EMPLOYERS CANNOT PAY GRATUITY BELOW 25% OF AN EMPLOYEE’S BASIC PAY
Picture this:
You jump into a bus from Lusaka to Ndola. When you reach your destination, the conductor says, “Boss, the fare is K25.” You confidently pull out K12, hand it over and say, “Awe ba conductor, it’s almost the same.”
My friend, before you even return your wallet to your pocket, the conductor will look at you as if you’ve just tried to pay school fees with Monopoly money. Around here, “almost” doesn’t pay the fare.
That, in simple terms, is what this case was about.
A worker spent about 11 years working for the same company. Every time his contract came to an end, he was paid gratuity at 12% of his basic pay. One day he looked at the Employment Code Act and discovered something that made him scratch his head. The law says that where section 73(1) applies, an employee on a qualifying long-term contract is entitled to gratuity of not less than 25% of the basic pay earned during the contract period.
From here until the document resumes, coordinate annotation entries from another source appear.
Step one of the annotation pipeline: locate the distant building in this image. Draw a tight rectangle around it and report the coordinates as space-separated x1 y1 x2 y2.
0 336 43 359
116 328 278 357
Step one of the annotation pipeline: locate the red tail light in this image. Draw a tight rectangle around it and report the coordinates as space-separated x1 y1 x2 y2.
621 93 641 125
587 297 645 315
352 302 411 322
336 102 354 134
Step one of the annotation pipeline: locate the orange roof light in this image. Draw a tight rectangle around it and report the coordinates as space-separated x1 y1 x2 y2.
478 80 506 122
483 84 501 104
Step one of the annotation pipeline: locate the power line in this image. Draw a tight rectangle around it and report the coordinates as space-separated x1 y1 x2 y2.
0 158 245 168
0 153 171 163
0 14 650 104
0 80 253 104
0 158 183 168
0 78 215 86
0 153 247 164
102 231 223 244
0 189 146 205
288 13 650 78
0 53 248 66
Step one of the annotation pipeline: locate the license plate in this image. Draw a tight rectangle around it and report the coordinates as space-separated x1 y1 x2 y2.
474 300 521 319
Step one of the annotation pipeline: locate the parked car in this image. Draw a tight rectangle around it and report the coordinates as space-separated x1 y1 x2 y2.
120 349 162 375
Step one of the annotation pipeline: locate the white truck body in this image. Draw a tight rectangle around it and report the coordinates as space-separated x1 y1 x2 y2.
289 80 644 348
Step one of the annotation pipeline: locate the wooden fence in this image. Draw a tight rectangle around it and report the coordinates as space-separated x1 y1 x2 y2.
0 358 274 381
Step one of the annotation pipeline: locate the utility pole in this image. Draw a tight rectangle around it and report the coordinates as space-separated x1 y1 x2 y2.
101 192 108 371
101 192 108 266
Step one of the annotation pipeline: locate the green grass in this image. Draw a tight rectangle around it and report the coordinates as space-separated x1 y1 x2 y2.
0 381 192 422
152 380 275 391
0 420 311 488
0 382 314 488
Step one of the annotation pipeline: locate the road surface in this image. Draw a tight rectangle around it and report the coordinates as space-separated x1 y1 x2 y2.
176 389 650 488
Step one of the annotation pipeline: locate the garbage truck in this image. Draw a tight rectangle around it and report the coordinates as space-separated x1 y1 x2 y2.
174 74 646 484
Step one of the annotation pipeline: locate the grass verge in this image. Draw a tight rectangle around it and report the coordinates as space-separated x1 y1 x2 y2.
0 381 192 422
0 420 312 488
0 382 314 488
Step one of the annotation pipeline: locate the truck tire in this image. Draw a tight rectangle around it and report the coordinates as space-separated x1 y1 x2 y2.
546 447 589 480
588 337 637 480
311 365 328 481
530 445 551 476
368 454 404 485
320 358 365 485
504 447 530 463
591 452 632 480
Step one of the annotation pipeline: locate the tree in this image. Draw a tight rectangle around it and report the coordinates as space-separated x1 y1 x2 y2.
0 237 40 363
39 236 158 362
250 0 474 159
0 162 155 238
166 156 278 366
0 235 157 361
Now pay attention to those words: “not less than.” They are Parliament’s way of saying, “This is the lowest you may go. Anything below it misses the mark.”
The employer maintained that paying 12% was good enough. The High Court was not persuaded. Justice E. L. held that the law sets 25% as the minimum, not as a target to negotiate down whenever the payroll becomes uncomfortable. Since the employee had only been paid 12%, the Court ordered the employer to pay the outstanding difference, together with interest.
But there is another lesson hidden in this judgment. The employer hardly participated in the case, yet the Judge did not simply declare, “Employee wins!” Instead, he reminded everyone of a basic rule of justice: the person who makes a claim must still prove it. In other words, if your opponent fails to show up for the football match, the referee does not automatically hand you the trophy. You still have to put the ball in the back of the net.
WHAT DOES THIS DECISION MEAN FOR ORDINARY ZAMBIANS?
It means your rights at work are measured by what the law says, not by company habit, office gossip, or the famous phrase, “that’s how we’ve always done things.” Where the Employment Code Act fixes a minimum benefit, an employer cannot quietly shave it down and hope nobody notices.
The moral of the story?
In Zambia, you can negotiate many things, but you cannot negotiate below the minimum that Parliament has already fixed. When the law says “not less than 25%”, even the best calculator cannot magically turn 12% into compliance.
Disclaimer:
My commentary on this decision is no more a legal critique than a campfire tale is a treatise on thermodynamics. It is, rather, a dramatized retelling, a lively reenactment if you will, of the judicial clash, unburdened by the solemn drudgery of analysis and delivered with the unapologetic zest of a storyteller who knows a good duel when he sees one.